Çıkış yolunu işçi sınıfı gösteriyor…

Chavez, ölene kadar 21. yüzyılın sosyalizmini kuracaklarını söylemeye devam etti. Yerine geçen Maduro’da aynı söyleme sadık kaldı. Buna rağmen Venezuela’da üretim ve bölüşüm, her yönüyle kapitalist ilişkilere tabidir. Nitekim Venezuelalı işçiler, sosyalizmi kurmaya, kapitalist işletmeleri karşılıksız kamulaştırarak başlanmasını öneriyorlar.

Sağcı muhalefetin olayları tırmandırması üzerine açıklama yapan otomobil sanayiinde çalışan 80 bin işçi “Bu sektörü emperyalizmin işbirlikçisi özel sektörün elinden kurtarın, devletleştirin” çağrısı yaptılar. Maduro’ya ‘açık mektup’ gönderen işçiler, “Açıktır ki, sosyalizmin inşası işçi sınıfına ve asıl olarak da fabrikaları işçilerin yönetmesine bağlıdır” ifadesini kullandılar.

İşçilerin çağrısı, olayın temeline vurgu yapıyor. Büyük kapitalist işletmeler bedelsiz kamulaştırılmadan, sosyalizmi kurmaktan söz etmek mümkün değil. Aksi halde ne kapitalistlerin gücü kırılabilir ne de sağcı darbe gündemden düşebilir.

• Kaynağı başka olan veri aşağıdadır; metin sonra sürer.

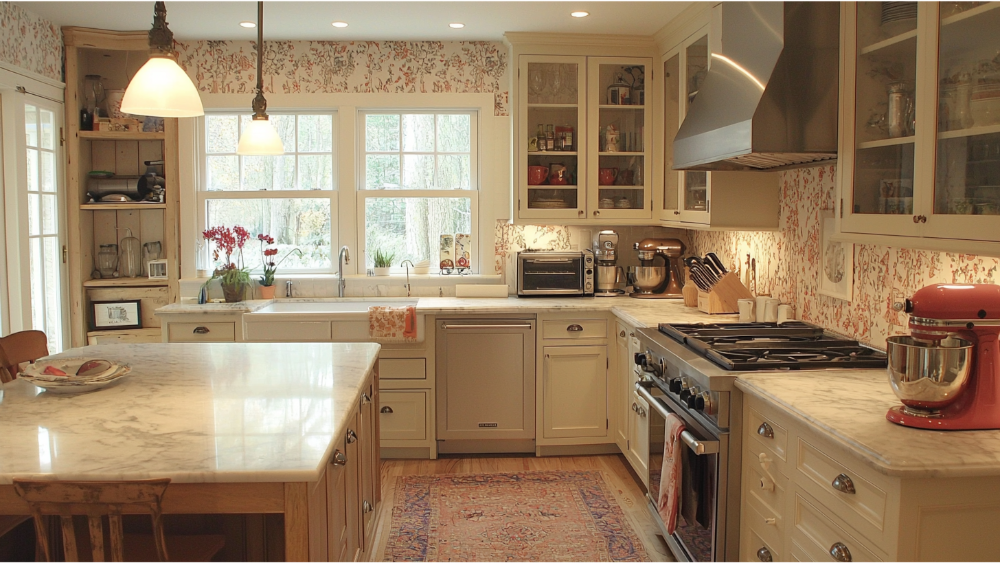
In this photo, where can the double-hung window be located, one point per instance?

İşçi sınıfının, “işletmeleri kamulaştırın çağrısı”, elbette burjuvazi ile daha sert bir hesaplaşmayı, sınıf çatışmalarının şiddetlenmesini beraberinde getirir. Ancak burjuvaziyi geriletmenin, giderek onu ortadan kaldırmanın başka bir yolu da bulunmuyor.